As he unlocked the door to their apartment, he started to shake as if he were about to speak in public. Holding the image of Robert firmly in his mind, he closed the door behind him and practiced his opening line. Before he could finish collecting his thoughts, Sally came rushing out of the kitchen smiling more sweetly than ever before, took his hand, and led him to the sofa to share some big news. He looked at her nervously.
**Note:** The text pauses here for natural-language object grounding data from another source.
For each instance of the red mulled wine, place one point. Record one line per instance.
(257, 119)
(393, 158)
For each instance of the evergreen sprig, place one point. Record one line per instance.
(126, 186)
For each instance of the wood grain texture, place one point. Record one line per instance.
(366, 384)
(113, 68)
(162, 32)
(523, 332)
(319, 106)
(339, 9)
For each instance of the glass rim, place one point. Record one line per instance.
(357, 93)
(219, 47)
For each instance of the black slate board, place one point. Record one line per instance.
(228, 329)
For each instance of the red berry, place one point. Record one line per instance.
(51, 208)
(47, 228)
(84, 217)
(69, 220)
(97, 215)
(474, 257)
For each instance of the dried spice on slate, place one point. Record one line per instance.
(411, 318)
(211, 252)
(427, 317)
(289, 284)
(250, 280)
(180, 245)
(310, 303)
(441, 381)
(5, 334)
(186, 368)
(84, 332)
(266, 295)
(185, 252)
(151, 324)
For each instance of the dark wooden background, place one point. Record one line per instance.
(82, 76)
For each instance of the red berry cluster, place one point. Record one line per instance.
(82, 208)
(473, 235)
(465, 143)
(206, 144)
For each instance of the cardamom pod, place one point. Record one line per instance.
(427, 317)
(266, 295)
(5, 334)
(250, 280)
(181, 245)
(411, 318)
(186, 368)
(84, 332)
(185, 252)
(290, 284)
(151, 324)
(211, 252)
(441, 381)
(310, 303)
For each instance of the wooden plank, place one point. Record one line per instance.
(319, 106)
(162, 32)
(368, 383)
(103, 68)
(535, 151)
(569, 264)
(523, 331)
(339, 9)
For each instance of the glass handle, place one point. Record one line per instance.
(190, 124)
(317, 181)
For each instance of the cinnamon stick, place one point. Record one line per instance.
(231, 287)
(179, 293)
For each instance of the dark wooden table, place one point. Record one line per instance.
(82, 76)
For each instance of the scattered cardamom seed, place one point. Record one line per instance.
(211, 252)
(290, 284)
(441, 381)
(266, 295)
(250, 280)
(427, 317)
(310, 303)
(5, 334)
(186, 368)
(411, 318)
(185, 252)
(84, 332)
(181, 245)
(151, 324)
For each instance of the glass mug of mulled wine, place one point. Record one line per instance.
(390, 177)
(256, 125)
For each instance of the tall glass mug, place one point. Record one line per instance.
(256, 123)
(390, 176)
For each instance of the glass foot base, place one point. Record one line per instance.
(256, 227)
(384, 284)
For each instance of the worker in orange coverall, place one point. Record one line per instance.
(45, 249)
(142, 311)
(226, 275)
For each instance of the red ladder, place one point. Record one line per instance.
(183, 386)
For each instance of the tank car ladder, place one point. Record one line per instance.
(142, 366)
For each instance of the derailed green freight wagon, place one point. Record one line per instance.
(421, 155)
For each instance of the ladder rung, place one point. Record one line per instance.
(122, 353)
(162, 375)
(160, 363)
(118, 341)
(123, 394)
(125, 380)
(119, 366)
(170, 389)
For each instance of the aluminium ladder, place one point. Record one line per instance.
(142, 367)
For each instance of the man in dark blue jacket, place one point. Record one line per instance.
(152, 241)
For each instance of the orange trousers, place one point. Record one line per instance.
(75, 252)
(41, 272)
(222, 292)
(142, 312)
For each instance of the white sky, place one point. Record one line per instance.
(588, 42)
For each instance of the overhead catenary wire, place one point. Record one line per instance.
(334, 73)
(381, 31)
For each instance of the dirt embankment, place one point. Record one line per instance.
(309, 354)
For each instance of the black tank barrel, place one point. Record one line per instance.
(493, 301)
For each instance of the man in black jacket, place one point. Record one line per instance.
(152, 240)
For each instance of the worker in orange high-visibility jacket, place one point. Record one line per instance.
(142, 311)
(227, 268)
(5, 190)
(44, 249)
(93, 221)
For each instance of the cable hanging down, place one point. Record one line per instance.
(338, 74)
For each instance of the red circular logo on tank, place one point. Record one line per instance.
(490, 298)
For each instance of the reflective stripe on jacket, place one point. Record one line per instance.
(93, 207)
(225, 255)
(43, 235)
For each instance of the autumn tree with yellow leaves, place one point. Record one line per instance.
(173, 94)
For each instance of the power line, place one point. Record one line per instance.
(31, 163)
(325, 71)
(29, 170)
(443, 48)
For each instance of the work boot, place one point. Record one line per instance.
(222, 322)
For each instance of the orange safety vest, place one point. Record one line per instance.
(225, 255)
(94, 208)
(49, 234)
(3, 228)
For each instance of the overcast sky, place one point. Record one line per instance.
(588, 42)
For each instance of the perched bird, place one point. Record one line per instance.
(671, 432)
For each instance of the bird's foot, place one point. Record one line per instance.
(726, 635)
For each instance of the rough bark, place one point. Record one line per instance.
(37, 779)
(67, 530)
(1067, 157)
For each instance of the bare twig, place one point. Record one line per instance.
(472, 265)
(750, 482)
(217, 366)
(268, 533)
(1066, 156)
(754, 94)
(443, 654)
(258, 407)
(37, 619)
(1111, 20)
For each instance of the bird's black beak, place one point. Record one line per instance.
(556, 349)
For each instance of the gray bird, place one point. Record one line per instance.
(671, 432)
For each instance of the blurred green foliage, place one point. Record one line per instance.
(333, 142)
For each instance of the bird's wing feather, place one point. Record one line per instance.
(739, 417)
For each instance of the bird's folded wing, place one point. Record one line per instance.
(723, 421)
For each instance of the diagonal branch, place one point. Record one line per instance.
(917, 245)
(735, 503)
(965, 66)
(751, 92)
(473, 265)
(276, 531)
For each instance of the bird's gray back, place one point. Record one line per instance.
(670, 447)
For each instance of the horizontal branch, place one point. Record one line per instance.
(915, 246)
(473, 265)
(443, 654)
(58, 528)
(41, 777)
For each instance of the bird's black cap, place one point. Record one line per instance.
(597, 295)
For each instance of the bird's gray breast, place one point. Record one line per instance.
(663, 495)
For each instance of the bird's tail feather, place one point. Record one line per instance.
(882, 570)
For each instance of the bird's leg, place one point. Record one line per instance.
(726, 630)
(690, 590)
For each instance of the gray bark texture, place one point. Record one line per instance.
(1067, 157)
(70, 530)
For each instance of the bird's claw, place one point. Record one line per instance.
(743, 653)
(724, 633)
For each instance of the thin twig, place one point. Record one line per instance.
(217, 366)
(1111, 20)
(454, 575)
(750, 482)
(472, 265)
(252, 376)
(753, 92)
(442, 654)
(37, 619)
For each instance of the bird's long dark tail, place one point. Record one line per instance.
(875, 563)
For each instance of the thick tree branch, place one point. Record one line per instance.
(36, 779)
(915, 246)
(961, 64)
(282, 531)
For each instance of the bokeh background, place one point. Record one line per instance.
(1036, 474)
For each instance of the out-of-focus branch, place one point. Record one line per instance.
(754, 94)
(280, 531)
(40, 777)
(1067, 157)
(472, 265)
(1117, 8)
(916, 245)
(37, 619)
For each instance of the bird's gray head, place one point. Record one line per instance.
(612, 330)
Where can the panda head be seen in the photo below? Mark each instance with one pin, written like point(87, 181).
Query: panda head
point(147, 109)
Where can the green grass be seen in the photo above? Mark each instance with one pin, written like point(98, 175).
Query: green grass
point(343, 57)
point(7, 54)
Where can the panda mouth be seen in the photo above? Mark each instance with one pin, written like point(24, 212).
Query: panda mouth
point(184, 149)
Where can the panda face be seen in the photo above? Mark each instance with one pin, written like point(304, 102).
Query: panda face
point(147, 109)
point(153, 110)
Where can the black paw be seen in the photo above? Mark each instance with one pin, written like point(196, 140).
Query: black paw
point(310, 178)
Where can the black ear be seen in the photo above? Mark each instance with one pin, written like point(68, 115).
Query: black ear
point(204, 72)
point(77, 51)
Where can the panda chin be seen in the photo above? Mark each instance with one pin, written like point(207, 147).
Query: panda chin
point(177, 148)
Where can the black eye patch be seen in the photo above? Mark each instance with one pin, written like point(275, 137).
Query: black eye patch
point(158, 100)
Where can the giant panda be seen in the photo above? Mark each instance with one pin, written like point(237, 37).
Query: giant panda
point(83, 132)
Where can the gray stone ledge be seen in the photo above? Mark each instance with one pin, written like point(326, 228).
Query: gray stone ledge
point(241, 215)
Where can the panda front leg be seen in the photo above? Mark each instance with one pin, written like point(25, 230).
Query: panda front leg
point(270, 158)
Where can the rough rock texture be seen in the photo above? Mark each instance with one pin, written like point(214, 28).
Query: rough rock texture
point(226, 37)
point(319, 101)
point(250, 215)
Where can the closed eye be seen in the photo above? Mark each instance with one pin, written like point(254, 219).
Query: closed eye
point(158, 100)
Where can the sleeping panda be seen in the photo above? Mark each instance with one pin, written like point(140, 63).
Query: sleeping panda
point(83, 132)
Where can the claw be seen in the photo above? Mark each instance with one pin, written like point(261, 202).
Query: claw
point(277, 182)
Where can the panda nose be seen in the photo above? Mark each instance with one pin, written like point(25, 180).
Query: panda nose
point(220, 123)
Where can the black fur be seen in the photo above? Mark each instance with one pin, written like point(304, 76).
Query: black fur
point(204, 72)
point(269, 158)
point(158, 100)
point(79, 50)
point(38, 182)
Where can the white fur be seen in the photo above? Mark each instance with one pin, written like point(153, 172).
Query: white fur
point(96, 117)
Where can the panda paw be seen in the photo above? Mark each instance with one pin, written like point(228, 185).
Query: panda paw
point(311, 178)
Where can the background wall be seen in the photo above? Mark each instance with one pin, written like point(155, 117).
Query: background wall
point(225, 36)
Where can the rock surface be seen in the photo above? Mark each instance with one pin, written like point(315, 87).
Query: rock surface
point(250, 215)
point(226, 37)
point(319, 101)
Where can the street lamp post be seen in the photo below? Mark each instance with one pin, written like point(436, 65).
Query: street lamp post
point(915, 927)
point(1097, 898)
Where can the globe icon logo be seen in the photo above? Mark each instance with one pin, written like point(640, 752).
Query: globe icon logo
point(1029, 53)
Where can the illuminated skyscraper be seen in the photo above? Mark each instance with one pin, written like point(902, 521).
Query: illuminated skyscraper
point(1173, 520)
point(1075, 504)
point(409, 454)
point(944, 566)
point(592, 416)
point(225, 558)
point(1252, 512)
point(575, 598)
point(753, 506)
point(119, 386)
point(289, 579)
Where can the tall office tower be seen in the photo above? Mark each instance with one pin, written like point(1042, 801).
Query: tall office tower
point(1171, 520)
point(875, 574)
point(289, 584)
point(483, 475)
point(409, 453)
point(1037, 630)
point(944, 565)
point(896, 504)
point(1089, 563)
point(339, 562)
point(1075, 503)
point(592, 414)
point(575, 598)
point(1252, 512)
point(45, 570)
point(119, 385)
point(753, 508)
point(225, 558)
“Chip, I just got off the phone with Doctor Max.” She looked right into his eyes. “We’re going to have a baby. I’m six weeks pregnant. Isn’t that wonderful?” As the words sank in, he envisioned a moving van transporting all their worldly possessions up to Bronxville, leaving the park and Robert behind—and his heart sank, too. He wanted Robert, not Sally, but he couldn’t even think about abandoning his wife now that a baby was entering the picture. He might have to wait until the baby was grown up. Would Robert wait that long? Could he wait that long? Then he thought about Sally, dear Sally, the woman who loved him more than anyone else in the world. And he thought about the little being growing inside her even as she broke the news, picturing a perfect little person folded up, eager to come out and join its parents. Hadn’t he always wanted to be a father? Couldn’t this work?
He looked back into Sally’s eyes and said flatly, “Yes, sweetheart, that’s wonderful.”